A man can justify an act of murder if he is protecting any of three things, the saying goes: land, gold, and women (zan, zar, zameen in Urdu). Last week in Bombay I went to a preview screening of this movie, and despite its grim subject I am glad I did. Honor killing is a practice that continues today—crossing borders, culture and religion—and this is a compelling watch if you get the chance to see it (more on that later). Most people’s views (including mine) of honor killing have been skewed by misconceptions which the film takes pains to clear.
The concept of honor killing has its roots in the tribal code above which predates religions and cultures, but has been adopted by societies where the idea of woman as man’s property is embraced. This conceit is of course nothing new, not even in American society (where women are often part of an equation alongside fast cars and big houses as a sign of a man’s success). The belief that honor killing stems from Islamic tenets is simply not true; in fact honor killings take place in Latin America and other places where male-dominated culture also prevails. It is chilling to me sometimes what a very thin line separates “us” from “them.”
Warning: spoilers are here throughout although I’ve kept the synopsis short!
The Indian Muslim family at the center of this story live in Birmingham, England, where 17-year-old daughter Saira (Neelam Parmar) has been brought up.

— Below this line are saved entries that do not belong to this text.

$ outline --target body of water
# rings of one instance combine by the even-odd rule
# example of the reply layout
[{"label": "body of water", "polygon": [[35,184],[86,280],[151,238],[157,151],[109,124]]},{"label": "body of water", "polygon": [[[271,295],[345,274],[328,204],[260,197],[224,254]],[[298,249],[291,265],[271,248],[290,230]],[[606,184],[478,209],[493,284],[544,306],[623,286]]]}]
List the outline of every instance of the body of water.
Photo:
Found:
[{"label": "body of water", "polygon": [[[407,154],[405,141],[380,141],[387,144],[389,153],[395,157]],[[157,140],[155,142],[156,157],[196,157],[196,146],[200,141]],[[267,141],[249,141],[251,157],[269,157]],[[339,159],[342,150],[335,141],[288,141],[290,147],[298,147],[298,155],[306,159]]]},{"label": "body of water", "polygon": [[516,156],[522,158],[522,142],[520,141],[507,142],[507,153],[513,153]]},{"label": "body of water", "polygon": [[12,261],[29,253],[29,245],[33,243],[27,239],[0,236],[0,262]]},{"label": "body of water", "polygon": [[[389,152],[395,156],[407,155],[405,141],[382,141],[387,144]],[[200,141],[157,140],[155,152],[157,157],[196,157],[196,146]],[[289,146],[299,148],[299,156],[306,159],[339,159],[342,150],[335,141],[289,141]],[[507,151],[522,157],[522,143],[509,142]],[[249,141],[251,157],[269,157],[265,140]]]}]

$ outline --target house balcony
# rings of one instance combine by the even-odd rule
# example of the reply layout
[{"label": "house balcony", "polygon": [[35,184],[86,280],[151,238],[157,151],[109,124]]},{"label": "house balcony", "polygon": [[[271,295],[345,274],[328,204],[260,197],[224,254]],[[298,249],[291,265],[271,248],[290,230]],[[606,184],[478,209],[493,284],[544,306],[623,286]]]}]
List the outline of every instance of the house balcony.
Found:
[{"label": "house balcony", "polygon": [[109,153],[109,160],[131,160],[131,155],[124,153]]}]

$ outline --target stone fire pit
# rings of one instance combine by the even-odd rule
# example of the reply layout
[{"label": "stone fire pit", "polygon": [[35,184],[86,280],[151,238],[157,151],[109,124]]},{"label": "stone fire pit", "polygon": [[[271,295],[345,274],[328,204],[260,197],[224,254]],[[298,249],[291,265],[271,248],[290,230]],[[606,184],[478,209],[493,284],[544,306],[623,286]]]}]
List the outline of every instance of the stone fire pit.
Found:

Her father Nazir (Narindra Samra) is a highly educated university professor and on the surface anyway, somewhat liberal; as a result, Saira has grown up with more freedom than some of her Asian peers.
She is an intelligent girl planning to go to college, and she has an English boyfriend named David (Richard Kelly) whom she has kept secret from her family although they are serious about each other. Her father has encouraged her studies, and they share a close bond, but she knows that he will disapprove of her relationship with a white boy.
The situation is brought to a head—and a tragic conclusion—when Nazir’s more conservative elder brother Riyaaz (Hassani Shapi) arrives from India with a marriage proposal for Saira. He insists that Saira cover her head with a scarf in his presence, and chides Nazir for indulging her. He sees no reason for her to study any further and he convinces Nazir eventually that she will be better off married and living in India.
The film presents this narrative as a series of flashbacks intercut with meetings between Nazir and the lawyers appointed to defend him in court, one of whom is a Pakistani woman. When her male English colleague suggests they defend him on the grounds of cultural differences, she digs into the history and practice of honor killing because she doesn’t want her religion and culture to stand as a validation of it.
The excellent performances by everyone in the cast contribute to the many nuances in the story and characters which surface throughout. Narindra Samra, particularly, gives the conflicted Nazir a fine edge to walk on, and sensitively portrays the pull that his homeland and culture still hold for him—a potentially difficult thing to do, since his compliance in Saira’s killing despite his love for her has to be believable for the film to work. And Neelam Parmar perfectly plays out Saira’s bewilderment as her world changes completely, and her inability to grasp that her lifelong hero and beloved father has become her enemy. Kudos also to writer/director Avantika Hari for making this important film so competently!
After the screening I spoke briefly with the producer Vivek Agrawal. He is looking for ways to distribute the film and get it out to a wider audience, so if any of you have ideas let me know! You can visit the film’s website and there is also a blog. I would really encourage anyone who has a chance to get out there and see this!
The whole woman as man’s property conceit, and its insidious and pervasive presence, is one of my very biggest pet peeves, and this movie perfectly illustrates why. In the future when someone tells me to “get a sense of humor” on the subject, I hope I have a Land Gold Women DVD to first throw at his (or her) head, and then make him (or her) sit down and watch. (Yes, Vivek, that is a broad hint.)